Joseph is a Haiti politician and an opponent of the Tettkel party to which Moise belonged.
“Another suspect has been arrested. Another opportunity to shed light on her husband’s murder,” Martine Moise, who was injured in the shooting, wrote on Twitter. “In Haiti and elsewhere, we need to continue to track wanted so that all sponsors and perpetrators of this vicious crime will be punished.”
An unpublished police report obtained by AP stated that Joseph had some implications for the attack and that at least one identified him among its leaders from various sources. Was quoted.
According to sources, Joseph paid for the rental car used by the attacker in cash and other suspects, including Christian Emmanuel Sanon, a Haitian businessman and evangelical minister who wanted to lead the country. I met. Associates suggest that Sanon was fooled by the true mastermind of the assassination. He was arrested shortly after his murder.

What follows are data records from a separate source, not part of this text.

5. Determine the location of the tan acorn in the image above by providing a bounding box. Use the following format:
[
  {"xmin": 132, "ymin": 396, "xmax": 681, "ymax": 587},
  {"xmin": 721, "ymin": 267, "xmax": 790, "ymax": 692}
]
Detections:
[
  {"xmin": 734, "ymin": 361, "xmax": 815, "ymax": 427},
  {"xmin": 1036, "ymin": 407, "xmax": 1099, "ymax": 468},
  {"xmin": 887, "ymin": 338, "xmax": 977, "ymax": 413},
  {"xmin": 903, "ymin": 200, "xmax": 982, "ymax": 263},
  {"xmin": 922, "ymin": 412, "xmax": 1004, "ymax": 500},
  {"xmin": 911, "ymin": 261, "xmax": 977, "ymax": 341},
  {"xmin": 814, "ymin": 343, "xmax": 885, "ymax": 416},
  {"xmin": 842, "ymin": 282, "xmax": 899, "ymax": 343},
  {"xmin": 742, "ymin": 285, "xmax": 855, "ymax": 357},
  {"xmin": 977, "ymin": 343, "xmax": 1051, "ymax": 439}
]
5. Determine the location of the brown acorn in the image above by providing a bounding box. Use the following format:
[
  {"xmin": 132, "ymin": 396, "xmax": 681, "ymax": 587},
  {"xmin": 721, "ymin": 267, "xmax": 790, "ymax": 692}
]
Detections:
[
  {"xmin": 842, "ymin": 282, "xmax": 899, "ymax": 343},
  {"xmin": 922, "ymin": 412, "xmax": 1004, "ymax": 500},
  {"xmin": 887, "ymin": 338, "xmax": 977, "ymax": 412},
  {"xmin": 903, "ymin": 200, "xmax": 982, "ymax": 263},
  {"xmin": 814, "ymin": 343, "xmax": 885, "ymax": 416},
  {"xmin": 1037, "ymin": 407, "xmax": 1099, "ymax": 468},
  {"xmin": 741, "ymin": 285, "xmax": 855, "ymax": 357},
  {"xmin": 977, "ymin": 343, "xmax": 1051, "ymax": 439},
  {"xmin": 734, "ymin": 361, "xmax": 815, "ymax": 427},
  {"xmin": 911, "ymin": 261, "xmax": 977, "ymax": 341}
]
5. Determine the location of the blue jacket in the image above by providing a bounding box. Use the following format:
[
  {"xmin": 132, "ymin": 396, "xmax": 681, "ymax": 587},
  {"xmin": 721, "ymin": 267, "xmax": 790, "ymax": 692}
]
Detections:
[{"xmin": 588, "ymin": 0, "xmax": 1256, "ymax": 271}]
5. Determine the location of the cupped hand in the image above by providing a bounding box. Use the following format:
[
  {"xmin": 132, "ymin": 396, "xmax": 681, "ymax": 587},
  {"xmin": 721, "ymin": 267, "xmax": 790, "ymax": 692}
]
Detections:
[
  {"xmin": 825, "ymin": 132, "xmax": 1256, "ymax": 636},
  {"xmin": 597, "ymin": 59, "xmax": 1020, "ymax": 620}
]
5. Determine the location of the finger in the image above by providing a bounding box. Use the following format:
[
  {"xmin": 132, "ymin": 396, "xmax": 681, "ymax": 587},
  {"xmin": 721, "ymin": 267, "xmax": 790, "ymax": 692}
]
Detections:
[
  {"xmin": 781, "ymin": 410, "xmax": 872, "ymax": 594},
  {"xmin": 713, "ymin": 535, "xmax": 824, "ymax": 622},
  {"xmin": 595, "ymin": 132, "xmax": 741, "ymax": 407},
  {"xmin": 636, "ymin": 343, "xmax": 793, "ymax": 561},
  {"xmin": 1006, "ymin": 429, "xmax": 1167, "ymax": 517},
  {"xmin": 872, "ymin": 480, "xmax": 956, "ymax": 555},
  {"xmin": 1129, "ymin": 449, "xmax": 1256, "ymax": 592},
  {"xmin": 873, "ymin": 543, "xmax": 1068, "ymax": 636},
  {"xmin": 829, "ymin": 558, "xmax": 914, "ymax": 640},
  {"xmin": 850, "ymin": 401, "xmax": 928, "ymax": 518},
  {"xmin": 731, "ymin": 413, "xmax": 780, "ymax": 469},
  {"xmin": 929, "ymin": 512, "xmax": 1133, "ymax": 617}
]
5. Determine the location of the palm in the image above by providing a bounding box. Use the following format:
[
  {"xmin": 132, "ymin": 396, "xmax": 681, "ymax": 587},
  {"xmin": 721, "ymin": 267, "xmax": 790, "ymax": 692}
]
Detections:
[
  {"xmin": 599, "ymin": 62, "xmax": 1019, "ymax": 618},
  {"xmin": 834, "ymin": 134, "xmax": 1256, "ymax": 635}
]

The report also said a former senator introduced other suspects to Joseph Badio, a conspiracy leader who worked until he was dismissed by Haiti’s Ministry of Justice and government anti-corruption forces.
According to phone records, Haitian-American James Solage, who was arrested in the case, had a conversation with Joseph on WhatsApp about preparing for the mission. Solage told authorities that Haitian citizens and former US government informants Joseph, Badio, and Rodolph Jar were arrested in the Dominican Republic on January 7.
The buddy remains a fugitive, but Dominican officials say Jarre was arrested there at the request of US officials.
Among those celebrating the arrest was Claude Joseph, a former Foreign Minister of Haiti who temporarily served as interim prime minister following the murder of Moise.
“The arrest of John Joel Joseph shows that there is no hiding place for those directly or indirectly involved in the assassination,” he wrote, the international efforts he initiated are fruitful. Said to keep tying.
Police reported on page 122 that from July 10 to July 21, authorities visited at least three homes to track John Joel Joseph, four twelve under the first home. Nothing was found other than the gauge rifle, ammunition, and firearm accessories. His name.
It is not immediately clear where the former Senator of Haiti, who was arrested in Jamaica, will be taken.
Former interim Prime Minister Claude-Joseph said there was no extradition treaty between Haiti and Jamaica, but the suspect is a Haiti and could be sent back to his home country.
John Joel Joseph is the second suspect arrested in Jamaica. In late October, Jamaican authorities arrested former Colombian soldier Mario Antonio Palacios Palacios.
Do you know that after Palacios was recently expelled to the United States, charged with murder or kidnapping plots outside the United States, and provided material assistance leading to death, such material assistance will be used in preparation? Intentionally awaiting a court hearing or performing a plot to kill or kidnap.
More than 40 people, including 18 former Colombian soldiers, were arrested for the murder of Moise, who was shot several times in his private residence in an attack that injured his wife Martine Moise.
Colombian government officials say the majority of former soldiers were fooled and unaware of their true mission. Soldiers remaining in prison in Haiti have accused the torture authorities, but the Colombian government recently said it was threatened after a Haiti consular attempt to provide humanitarian aid.